Mensagens e relacionamento com sargento entram no foco da investigação sobre morte de conselheira em Jacuí
Policial militar confessou ter atirado em Maryna Colucci de Jesus e ocultado o corpo; prisão preventiva foi decretada pela Justiça
O inquérito que apura a morte da conselheira tutelar Maryna
Colucci de Jesus, de 34 anos, em Jacuí, ganhou novos contornos nesta semana,
após oitivas realizadas pela polícia e a análise de materiais encontrados por
familiares. As investigações estão concentradas no relacionamento mantido entre
a vítima e um terceiro-sargento da Polícia Militar, preso após confessar ter
efetuado os disparos e ocultado o corpo.
Conforme registros policiais, foram encontradas em meio aos
pertences de Maryna agendas, diários, fotografias e anotações que indicariam a
existência de um relacionamento amoroso entre os dois havia alguns anos. Também
foram identificadas declarações de conteúdo afetivo e mensagens trocadas por
meio de redes sociais.
A última conversa localizada teria ocorrido na manhã de
sexta-feira (21), dia do desaparecimento da conselheira tutelar. As mensagens
apontariam que os dois atravessavam um momento de tensão no relacionamento.

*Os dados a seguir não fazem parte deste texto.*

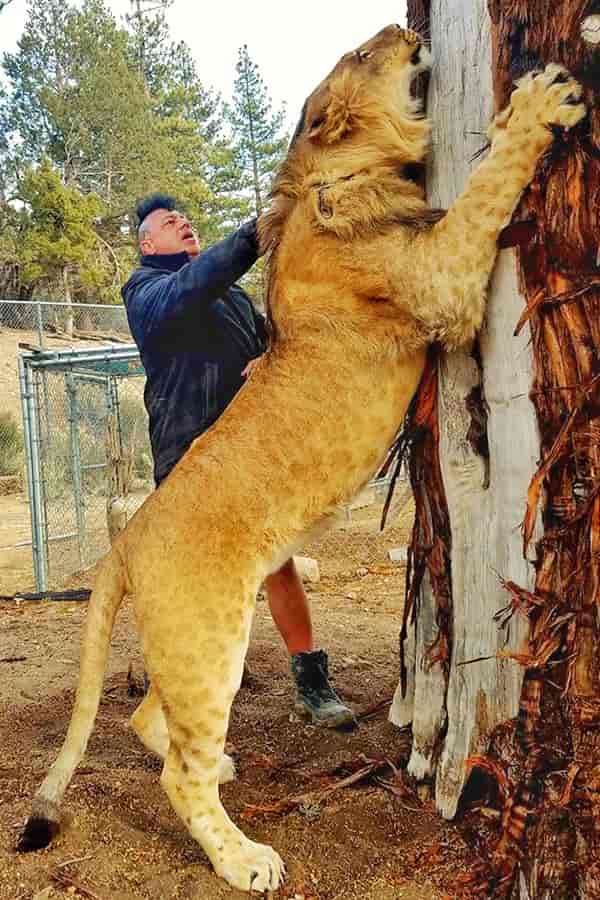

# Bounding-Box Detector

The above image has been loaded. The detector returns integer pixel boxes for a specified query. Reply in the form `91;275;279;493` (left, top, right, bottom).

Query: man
122;194;355;727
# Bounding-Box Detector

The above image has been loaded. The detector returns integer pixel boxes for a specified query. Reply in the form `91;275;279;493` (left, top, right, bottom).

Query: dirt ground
0;503;480;900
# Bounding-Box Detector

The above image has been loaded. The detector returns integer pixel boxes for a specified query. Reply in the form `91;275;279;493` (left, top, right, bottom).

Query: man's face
140;209;200;256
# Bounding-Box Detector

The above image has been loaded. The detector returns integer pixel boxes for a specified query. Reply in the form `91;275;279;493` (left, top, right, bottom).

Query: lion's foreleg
404;65;585;347
131;687;235;784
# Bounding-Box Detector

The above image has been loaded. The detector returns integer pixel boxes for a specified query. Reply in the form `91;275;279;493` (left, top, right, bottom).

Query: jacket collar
140;252;190;272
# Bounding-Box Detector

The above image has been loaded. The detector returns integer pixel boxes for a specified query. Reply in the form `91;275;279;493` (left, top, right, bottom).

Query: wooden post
393;0;600;900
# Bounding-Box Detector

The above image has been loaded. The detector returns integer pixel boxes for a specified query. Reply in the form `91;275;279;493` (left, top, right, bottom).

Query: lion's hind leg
150;600;284;891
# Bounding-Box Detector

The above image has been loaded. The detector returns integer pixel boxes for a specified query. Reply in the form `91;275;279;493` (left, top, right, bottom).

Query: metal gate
19;345;153;591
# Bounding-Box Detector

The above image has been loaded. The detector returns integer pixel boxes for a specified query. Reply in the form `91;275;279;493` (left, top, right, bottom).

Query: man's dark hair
136;194;177;230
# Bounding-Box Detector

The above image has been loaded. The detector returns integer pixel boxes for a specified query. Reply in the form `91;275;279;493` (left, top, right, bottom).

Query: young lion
20;25;585;891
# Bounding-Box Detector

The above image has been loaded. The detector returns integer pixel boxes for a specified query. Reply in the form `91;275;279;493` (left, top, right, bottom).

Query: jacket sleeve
124;219;258;348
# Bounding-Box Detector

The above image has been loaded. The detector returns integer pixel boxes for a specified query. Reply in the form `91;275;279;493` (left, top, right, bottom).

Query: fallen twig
242;757;398;819
50;868;103;900
356;697;392;719
57;853;94;869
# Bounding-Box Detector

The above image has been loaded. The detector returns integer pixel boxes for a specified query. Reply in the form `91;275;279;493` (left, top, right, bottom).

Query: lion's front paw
490;63;586;141
213;839;285;893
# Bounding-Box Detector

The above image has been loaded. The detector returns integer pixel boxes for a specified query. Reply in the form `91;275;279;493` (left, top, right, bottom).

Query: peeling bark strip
480;0;600;900
400;348;452;695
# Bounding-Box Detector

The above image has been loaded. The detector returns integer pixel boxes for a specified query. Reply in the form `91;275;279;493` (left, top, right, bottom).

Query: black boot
292;650;357;729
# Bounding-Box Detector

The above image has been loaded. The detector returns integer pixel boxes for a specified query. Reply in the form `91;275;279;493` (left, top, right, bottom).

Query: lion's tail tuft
16;549;125;853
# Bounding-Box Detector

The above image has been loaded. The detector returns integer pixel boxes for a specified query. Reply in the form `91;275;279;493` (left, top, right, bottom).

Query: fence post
19;355;47;591
66;372;86;568
35;300;44;349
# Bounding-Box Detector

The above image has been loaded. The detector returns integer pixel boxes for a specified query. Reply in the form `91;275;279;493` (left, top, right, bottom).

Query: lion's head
259;25;430;250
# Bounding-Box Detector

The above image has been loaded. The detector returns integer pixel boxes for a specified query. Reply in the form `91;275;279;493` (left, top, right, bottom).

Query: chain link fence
0;301;153;595
20;345;153;591
0;300;131;349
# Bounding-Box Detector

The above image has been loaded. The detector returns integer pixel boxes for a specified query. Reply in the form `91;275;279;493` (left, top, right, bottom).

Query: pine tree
225;44;287;215
125;0;174;94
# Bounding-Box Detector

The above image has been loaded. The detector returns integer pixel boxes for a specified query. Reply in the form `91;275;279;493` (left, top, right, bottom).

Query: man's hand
242;356;262;378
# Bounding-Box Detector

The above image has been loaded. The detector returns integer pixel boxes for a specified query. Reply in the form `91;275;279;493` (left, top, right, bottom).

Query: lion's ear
308;94;355;144
311;184;355;239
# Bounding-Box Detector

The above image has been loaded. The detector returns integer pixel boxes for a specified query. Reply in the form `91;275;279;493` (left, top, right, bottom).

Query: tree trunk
392;0;600;900
62;266;74;338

Segundo consta no registro policial, Maryna teria ameaçado
revelar o vínculo caso o sargento rompesse a relação ou deixasse de
encontrá-la. Também teriam sido identificados pedidos de transferência de
dinheiro via Pix, acompanhados de ameaças de tornar público o relacionamento se
os valores não fossem enviados.
Essas informações, assim como a dinâmica relatada pelo
militar, ainda estão sendo apuradas e deverão ser confrontadas com perícias,
depoimentos e os demais elementos reunidos pela Polícia Civil.
Em declarações prestadas a seus superiores, o sargento
confirmou que mantinha um relacionamento com Maryna havia anos. Segundo sua
versão, uma discussão começou na manhã de sexta-feira, depois que ele apagou
uma mensagem em um aplicativo. A conselheira teria interpretado que o militar
conversava com outra pessoa e passou a cobrar explicações.

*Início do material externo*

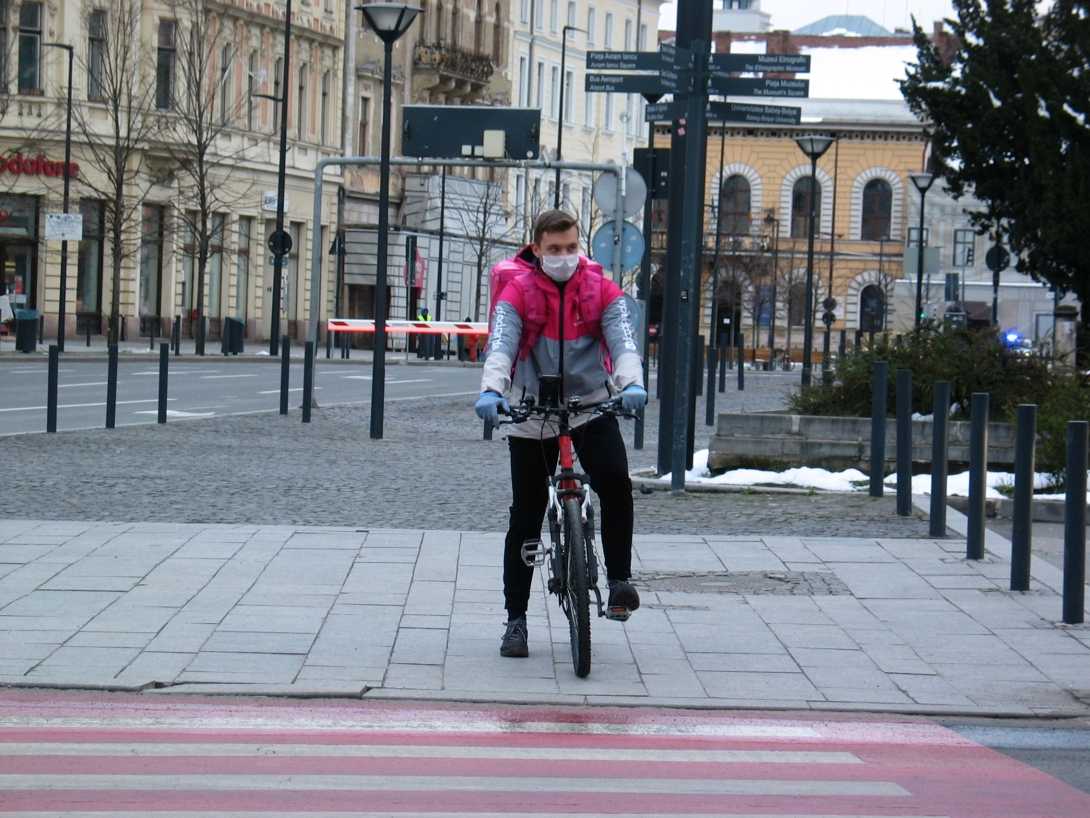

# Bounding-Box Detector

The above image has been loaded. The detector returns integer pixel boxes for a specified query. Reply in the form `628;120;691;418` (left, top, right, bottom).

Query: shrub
790;325;1090;483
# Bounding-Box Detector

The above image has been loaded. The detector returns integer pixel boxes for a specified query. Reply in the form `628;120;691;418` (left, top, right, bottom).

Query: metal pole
46;344;60;434
280;335;291;414
1010;404;1037;591
371;43;393;441
870;361;889;497
303;340;314;423
106;344;118;429
158;344;170;423
1064;420;1090;625
931;381;950;537
915;190;928;329
802;156;818;386
965;392;991;560
897;370;912;517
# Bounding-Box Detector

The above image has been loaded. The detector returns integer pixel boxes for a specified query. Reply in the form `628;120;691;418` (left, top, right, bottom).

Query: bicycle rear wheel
561;497;591;678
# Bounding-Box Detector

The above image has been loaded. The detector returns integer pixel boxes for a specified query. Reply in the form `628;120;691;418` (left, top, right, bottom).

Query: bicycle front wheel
562;497;591;678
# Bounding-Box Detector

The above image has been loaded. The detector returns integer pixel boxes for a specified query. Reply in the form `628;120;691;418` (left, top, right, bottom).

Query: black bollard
735;333;746;392
697;335;711;397
704;347;719;426
1064;420;1090;625
303;341;314;423
46;344;60;434
1010;404;1037;591
931;381;950;537
965;392;991;560
106;344;118;429
897;370;912;517
871;361;889;497
280;335;291;414
158;344;170;423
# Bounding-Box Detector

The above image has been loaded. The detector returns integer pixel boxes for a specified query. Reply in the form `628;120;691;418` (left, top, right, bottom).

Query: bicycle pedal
605;608;632;622
522;540;553;568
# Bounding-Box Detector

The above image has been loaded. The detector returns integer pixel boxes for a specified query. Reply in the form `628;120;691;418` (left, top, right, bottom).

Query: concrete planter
707;413;1015;473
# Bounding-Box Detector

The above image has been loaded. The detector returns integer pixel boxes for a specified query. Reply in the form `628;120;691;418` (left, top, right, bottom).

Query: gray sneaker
499;616;530;659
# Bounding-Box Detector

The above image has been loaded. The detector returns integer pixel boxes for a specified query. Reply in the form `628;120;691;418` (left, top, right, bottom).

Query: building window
87;9;106;100
318;71;329;145
564;71;576;125
155;20;178;111
905;227;931;248
246;51;257;131
719;175;750;236
954;230;977;267
219;45;234;125
19;3;41;94
860;179;893;241
75;199;106;322
295;65;307;142
356;97;371;156
859;284;885;333
138;204;165;317
234;217;254;321
791;176;821;239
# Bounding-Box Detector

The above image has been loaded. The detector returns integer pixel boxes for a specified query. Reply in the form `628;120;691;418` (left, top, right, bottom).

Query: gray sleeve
602;297;643;389
481;301;522;395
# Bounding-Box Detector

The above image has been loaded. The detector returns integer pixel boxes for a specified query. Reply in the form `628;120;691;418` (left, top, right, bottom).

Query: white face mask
542;253;579;284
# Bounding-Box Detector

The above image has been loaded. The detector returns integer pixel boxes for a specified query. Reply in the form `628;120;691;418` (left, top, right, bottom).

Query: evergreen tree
900;0;1090;324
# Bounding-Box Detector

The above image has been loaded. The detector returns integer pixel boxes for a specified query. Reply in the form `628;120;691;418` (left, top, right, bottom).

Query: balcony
413;43;494;103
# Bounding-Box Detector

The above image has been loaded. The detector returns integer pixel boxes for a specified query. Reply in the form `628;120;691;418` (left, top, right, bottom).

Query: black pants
504;418;632;619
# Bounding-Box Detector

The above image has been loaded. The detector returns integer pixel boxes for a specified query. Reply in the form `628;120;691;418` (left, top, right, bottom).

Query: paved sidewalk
0;512;1090;715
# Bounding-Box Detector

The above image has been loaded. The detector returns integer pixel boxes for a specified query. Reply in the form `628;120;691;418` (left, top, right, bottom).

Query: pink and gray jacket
481;246;643;438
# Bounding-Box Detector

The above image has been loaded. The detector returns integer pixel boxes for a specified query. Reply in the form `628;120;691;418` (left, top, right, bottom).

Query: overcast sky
659;0;954;32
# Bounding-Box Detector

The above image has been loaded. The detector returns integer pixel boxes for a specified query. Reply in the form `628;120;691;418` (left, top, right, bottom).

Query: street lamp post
355;3;420;441
45;43;75;352
553;25;583;210
795;136;833;386
908;173;935;329
764;209;779;372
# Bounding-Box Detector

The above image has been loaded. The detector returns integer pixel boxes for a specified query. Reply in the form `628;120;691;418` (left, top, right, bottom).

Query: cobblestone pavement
0;373;927;537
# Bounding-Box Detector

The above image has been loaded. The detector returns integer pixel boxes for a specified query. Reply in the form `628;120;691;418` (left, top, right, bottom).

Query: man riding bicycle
475;210;647;657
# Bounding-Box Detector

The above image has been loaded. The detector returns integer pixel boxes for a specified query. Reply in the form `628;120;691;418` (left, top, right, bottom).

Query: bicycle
500;388;637;678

Ainda de acordo com o relato do policial, Maryna teria
exigido que ele deixasse a família e assumisse publicamente o relacionamento.

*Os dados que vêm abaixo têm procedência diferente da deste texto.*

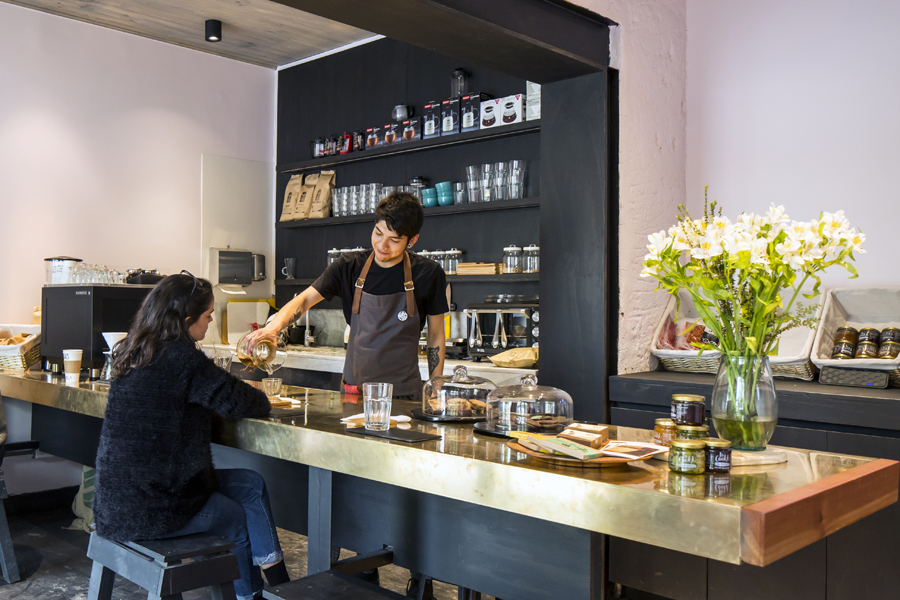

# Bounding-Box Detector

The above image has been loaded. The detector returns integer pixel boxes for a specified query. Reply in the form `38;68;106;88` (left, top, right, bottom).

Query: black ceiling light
206;19;222;42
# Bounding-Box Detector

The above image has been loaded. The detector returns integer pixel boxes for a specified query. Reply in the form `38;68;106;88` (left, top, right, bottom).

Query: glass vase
712;356;778;451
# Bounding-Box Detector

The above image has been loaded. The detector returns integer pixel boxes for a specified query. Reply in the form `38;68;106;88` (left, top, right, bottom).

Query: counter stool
87;533;240;600
263;548;406;600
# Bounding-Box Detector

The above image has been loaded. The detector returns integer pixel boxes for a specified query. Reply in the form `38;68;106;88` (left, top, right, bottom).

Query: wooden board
506;440;650;469
741;459;900;567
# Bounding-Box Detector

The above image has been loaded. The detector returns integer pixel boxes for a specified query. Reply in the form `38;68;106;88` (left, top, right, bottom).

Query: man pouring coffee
250;193;450;401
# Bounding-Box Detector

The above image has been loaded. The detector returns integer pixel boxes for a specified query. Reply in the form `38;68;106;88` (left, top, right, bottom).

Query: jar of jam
879;327;900;344
653;419;676;446
857;327;881;344
853;342;878;358
669;440;706;474
831;342;856;359
834;325;859;346
702;438;731;473
671;394;706;425
878;342;900;360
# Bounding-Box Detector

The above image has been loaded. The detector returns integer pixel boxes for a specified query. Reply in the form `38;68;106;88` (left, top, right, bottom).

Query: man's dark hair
375;192;425;239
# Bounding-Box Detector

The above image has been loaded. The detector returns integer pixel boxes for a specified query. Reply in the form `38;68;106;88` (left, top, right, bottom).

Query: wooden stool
87;533;240;600
263;548;405;600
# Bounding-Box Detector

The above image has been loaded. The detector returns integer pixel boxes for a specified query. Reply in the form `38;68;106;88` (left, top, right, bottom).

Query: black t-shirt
312;250;450;328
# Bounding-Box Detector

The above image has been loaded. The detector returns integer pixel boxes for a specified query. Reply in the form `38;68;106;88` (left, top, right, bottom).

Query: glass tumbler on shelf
503;246;522;274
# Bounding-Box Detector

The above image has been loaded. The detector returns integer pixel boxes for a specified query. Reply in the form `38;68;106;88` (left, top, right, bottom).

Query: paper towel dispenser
209;248;253;286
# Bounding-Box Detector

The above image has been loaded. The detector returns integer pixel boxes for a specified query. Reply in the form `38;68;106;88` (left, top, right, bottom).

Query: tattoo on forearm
428;348;441;375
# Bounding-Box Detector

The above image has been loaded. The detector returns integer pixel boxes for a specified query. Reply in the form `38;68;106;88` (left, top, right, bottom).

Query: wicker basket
650;291;822;381
811;288;900;387
0;325;41;371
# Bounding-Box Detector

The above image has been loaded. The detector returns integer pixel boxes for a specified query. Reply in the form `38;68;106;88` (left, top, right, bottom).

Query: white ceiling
0;0;372;68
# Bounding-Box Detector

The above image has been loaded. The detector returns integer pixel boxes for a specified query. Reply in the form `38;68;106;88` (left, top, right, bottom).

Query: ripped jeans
164;469;283;600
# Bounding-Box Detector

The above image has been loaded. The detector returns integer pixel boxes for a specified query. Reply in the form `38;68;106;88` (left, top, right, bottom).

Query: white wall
0;3;276;323
687;0;900;287
573;0;687;373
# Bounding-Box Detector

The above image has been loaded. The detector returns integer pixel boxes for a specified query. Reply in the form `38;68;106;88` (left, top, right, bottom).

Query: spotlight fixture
206;19;222;42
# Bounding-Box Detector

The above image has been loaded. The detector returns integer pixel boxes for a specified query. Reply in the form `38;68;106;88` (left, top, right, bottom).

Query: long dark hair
111;272;213;379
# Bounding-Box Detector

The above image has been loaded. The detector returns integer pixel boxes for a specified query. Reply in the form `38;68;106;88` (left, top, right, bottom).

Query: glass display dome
485;375;574;434
422;365;497;417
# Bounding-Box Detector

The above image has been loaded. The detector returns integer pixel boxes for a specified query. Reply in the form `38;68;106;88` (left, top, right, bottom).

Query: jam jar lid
677;425;709;431
669;440;706;450
698;438;731;448
672;394;706;402
488;374;573;405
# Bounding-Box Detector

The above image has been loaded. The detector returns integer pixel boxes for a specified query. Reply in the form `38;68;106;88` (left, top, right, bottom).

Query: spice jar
879;327;900;344
702;438;731;473
522;244;541;273
853;342;878;358
669;440;706;476
653;419;676;446
857;327;881;345
878;342;900;360
671;394;706;425
675;425;709;440
503;246;522;273
834;325;859;346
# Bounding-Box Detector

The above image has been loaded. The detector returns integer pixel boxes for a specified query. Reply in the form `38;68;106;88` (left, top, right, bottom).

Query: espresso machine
41;284;155;371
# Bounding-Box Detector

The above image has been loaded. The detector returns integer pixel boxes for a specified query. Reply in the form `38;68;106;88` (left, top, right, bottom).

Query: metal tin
831;342;856;359
669;440;706;475
879;327;900;344
671;394;706;425
653;419;677;446
857;327;881;344
675;425;709;440
702;438;731;473
834;325;859;346
853;342;878;358
878;342;900;360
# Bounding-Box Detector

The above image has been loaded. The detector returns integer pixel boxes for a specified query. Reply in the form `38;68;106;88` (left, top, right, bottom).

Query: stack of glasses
468;160;525;202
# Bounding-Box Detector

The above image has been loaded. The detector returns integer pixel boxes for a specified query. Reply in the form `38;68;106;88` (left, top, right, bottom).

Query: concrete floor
0;509;492;600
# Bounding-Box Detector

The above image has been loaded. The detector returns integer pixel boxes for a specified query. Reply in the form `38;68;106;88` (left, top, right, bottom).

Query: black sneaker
406;577;434;600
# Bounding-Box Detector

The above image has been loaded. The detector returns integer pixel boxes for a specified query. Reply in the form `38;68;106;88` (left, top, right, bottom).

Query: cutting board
225;300;269;344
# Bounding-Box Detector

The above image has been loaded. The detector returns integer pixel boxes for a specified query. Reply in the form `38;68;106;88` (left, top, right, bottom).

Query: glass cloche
485;375;574;434
422;365;497;417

Também teria ameaçado revelar o vínculo à esposa dele, a integrantes da
corporação e a moradores de Jacuí. O militar afirmou ainda que a conselheira
chegou a enviar uma mensagem à sua esposa comentando sobre a relação.
Após as discussões por mensagens, o sargento teria ido de
caminhonete até um ponto próximo à residência de Maryna. Os dois seguiram para
a zona rural, onde, conforme a versão apresentada pelo suspeito, houve novo
desentendimento.
O policial alegou que Maryna teria se apoderado de uma faca e
tentado golpeá-lo. Ele admitiu ter efetuado disparos de arma de fogo contra a
conselheira e, posteriormente, enterrado o corpo em uma área de mata. Essa
versão é apresentada pelo investigado e ainda depende de comprovação pelas
autoridades.
Inicialmente preso em flagrante por suspeita de ocultação de
cadáver, o sargento passou também a ser investigado por feminicídio. Na quarta-feira
(26), após audiência de custódia, a Justiça decretou sua prisão preventiva. Ele
permanece custodiado em uma unidade da Polícia Militar em Pouso Alegre.
Embora esteja recolhido em uma instalação da corporação, o
caso será encaminhado à Justiça comum. Segundo o delegado-chefe do 18.º
Departamento de Polícia Civil, Marcos Pimenta, o militar não estava de serviço,
fardado ou no exercício da função policial quando o crime teria sido praticado.
O inquérito prossegue para esclarecer a motivação, a dinâmica completa dos acontecimentos e as circunstâncias da morte. Até eventual condenação definitiva, deve ser observado o princípio constitucional da presunção de inocência.